Generating SQL for this feed is no different than the example we saw earlier.
It simply traverses two edges instead of one.
But generating SQL for the other feed brings in one additional step.
It must generate a `NOT EXISTS` clause for the existential condition.

As was mentioned before, the Query Description contains `not exists` condition descriptions.
Each one contains a list of `edges`.
The example of deleting a course introduces one `not exists` condition having one edge.

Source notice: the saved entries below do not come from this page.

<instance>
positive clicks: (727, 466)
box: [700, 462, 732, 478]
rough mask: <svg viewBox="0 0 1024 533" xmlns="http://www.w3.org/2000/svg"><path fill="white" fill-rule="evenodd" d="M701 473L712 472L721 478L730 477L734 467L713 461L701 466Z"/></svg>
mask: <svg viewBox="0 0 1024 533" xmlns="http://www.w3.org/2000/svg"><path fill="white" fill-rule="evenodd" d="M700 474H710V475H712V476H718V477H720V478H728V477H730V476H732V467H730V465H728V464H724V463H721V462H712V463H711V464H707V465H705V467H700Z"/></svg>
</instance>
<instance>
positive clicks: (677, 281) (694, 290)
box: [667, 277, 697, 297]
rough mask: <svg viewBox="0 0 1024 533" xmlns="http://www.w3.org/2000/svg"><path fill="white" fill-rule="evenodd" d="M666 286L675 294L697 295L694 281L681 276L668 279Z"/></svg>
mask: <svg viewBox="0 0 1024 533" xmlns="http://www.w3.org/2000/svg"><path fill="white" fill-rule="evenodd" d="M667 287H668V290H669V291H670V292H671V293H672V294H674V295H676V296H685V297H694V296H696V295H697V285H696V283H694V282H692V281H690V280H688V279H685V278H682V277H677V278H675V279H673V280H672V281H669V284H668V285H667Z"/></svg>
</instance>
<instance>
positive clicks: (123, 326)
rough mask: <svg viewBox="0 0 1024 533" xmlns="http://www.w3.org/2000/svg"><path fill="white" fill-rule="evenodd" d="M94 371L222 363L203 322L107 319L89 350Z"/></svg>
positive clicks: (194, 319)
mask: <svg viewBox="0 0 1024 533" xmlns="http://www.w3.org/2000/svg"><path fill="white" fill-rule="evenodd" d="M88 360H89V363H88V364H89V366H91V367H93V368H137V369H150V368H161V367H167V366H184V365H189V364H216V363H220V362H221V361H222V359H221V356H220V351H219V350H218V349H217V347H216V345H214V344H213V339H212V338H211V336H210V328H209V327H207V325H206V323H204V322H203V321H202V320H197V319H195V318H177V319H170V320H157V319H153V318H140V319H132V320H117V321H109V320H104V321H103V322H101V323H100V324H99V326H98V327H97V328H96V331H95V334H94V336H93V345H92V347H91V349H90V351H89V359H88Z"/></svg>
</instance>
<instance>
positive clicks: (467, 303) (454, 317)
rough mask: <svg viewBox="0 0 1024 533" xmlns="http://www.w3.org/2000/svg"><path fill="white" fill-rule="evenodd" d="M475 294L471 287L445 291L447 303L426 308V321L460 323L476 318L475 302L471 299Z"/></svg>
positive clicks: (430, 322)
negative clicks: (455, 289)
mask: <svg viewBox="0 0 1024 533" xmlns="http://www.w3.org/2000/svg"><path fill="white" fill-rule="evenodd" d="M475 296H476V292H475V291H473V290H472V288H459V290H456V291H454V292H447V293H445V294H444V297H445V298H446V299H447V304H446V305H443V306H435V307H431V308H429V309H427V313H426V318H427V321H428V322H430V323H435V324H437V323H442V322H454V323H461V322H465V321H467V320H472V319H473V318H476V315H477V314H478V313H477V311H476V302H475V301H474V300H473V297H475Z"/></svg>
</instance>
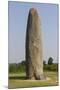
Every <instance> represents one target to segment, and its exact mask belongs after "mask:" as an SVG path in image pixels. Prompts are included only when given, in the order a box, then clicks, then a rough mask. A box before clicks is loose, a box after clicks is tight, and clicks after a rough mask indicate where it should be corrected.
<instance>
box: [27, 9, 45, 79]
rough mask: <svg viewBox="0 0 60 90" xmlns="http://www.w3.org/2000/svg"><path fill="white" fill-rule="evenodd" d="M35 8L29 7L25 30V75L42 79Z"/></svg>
mask: <svg viewBox="0 0 60 90" xmlns="http://www.w3.org/2000/svg"><path fill="white" fill-rule="evenodd" d="M40 22H41V21H40V19H39V16H38V13H37V10H36V9H34V8H31V9H30V11H29V15H28V22H27V31H26V77H27V78H28V79H43V60H42V58H43V53H42V38H41V24H40Z"/></svg>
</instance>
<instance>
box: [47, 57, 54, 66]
mask: <svg viewBox="0 0 60 90" xmlns="http://www.w3.org/2000/svg"><path fill="white" fill-rule="evenodd" d="M48 64H49V65H51V64H53V58H52V57H50V58H49V59H48Z"/></svg>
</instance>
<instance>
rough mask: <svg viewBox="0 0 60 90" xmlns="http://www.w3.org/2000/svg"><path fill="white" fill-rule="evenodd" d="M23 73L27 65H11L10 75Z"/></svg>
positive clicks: (22, 64)
mask: <svg viewBox="0 0 60 90" xmlns="http://www.w3.org/2000/svg"><path fill="white" fill-rule="evenodd" d="M16 72H17V73H21V72H25V64H24V63H18V64H15V63H14V64H9V73H16Z"/></svg>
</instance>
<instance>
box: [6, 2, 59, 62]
mask: <svg viewBox="0 0 60 90" xmlns="http://www.w3.org/2000/svg"><path fill="white" fill-rule="evenodd" d="M30 8H36V9H37V12H38V14H39V17H40V19H41V24H42V26H41V27H42V38H43V60H45V61H46V62H47V61H48V59H49V57H52V58H53V60H54V62H58V5H57V4H48V3H27V2H18V1H9V2H8V62H9V63H19V62H21V61H22V60H25V36H26V28H27V19H28V13H29V10H30Z"/></svg>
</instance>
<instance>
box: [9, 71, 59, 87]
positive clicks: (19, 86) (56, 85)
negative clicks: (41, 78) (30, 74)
mask: <svg viewBox="0 0 60 90" xmlns="http://www.w3.org/2000/svg"><path fill="white" fill-rule="evenodd" d="M44 75H45V76H46V77H48V78H49V79H48V80H26V79H25V76H26V75H25V73H20V74H9V80H8V88H25V87H42V86H57V85H58V73H57V72H48V71H46V72H44Z"/></svg>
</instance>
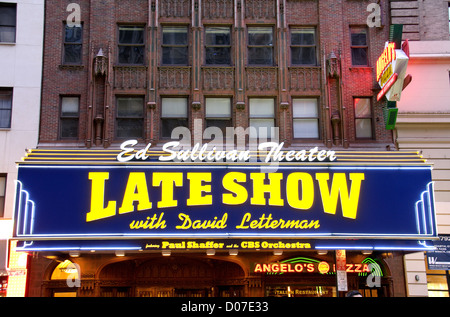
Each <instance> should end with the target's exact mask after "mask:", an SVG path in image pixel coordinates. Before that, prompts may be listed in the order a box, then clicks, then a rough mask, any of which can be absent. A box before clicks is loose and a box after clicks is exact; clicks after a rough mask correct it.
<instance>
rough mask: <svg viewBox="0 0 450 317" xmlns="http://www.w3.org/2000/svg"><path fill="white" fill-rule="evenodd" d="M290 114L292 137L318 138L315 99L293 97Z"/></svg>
mask: <svg viewBox="0 0 450 317" xmlns="http://www.w3.org/2000/svg"><path fill="white" fill-rule="evenodd" d="M292 116H293V130H294V138H302V139H318V138H319V109H318V106H317V99H315V98H311V99H310V98H305V99H293V100H292Z"/></svg>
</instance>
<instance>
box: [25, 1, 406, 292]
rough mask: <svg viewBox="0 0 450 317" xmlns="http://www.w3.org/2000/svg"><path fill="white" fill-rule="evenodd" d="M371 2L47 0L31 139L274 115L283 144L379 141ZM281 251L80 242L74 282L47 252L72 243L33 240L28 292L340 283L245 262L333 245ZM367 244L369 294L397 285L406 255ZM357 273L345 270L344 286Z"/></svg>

Jinaga allocates a second edge for the `not exists` condition.
This represents the connection between the `course` label (fact index 2) and the newly allocated `deleted` label (fact index 3).
It also allocates a parameter (index 4) for the role of the edge.
The resulting clause is as follows.

```
notExists: [
  {
    edgeIndex: 2,
    predecessorFactIndex: 2,
    roleParameter: 4,
    successorFactIndex: 3
  }
]
```

To turn the `notExists` condition into SQL, Jinaga generates a `NOT EXISTS` condition within the `WHERE` clause.
It connects the condition to the outer query using a `WHERE` clause.

```sql
AND NOT EXISTS (
  SELECT 1
  FROM edge e2  -- deleted -> course
  JOIN fact f3  -- deleted
    ON f3.fact_id = e2.successor_fact_id
  WHERE e2.predecessor_fact_id = f2.fact_id
    AND e2.role_id = $4
)
```

The rest of the SQL generation is the same as before.
The resulting SQL is as follows:

```sql
SELECT
  f2.hash as hash2,
  sort(array[f2.fact_id], 'desc') as bookmark
FROM fact f1  -- school
JOIN edge e1  -- course -> school
  ON e1.predecessor_fact_id = f1.fact_id
  AND e1.role_id = $3
JOIN fact f2  -- course
  ON f2.fact_id = e1.successor_fact_id
WHERE
  f1.fact_type_id = $1 AND f1.hash = $2
  AND NOT EXISTS (
    SELECT 1
    FROM edge e2  -- deleted -> course
    JOIN fact f3  -- deleted
      ON f3.fact_id = e2.successor_fact_id
    WHERE e2.predecessor_fact_id = f2.fact_id
      AND e2.role_id = $4)
  AND sort(array[f2.fact_id], 'desc') > $5
ORDER BY bookmark ASC LIMIT $6
```

A feed does not contain nested existential conditions.
A nested existential condition usually represents undoing a previous deletion.
If the feed executed those nested conditions, then tuples would be re-inserted into the middle of a feed when the deletion was undone.
This would violate the feed's integrity.
A client that had already read past the point of re-insertion would never see the re-inserted tuples.

The solution instead is to generate a separate feed for each nested existential condition.
This would result in three separate feeds: one for the courses, one for the deletions, and one to undo deletions.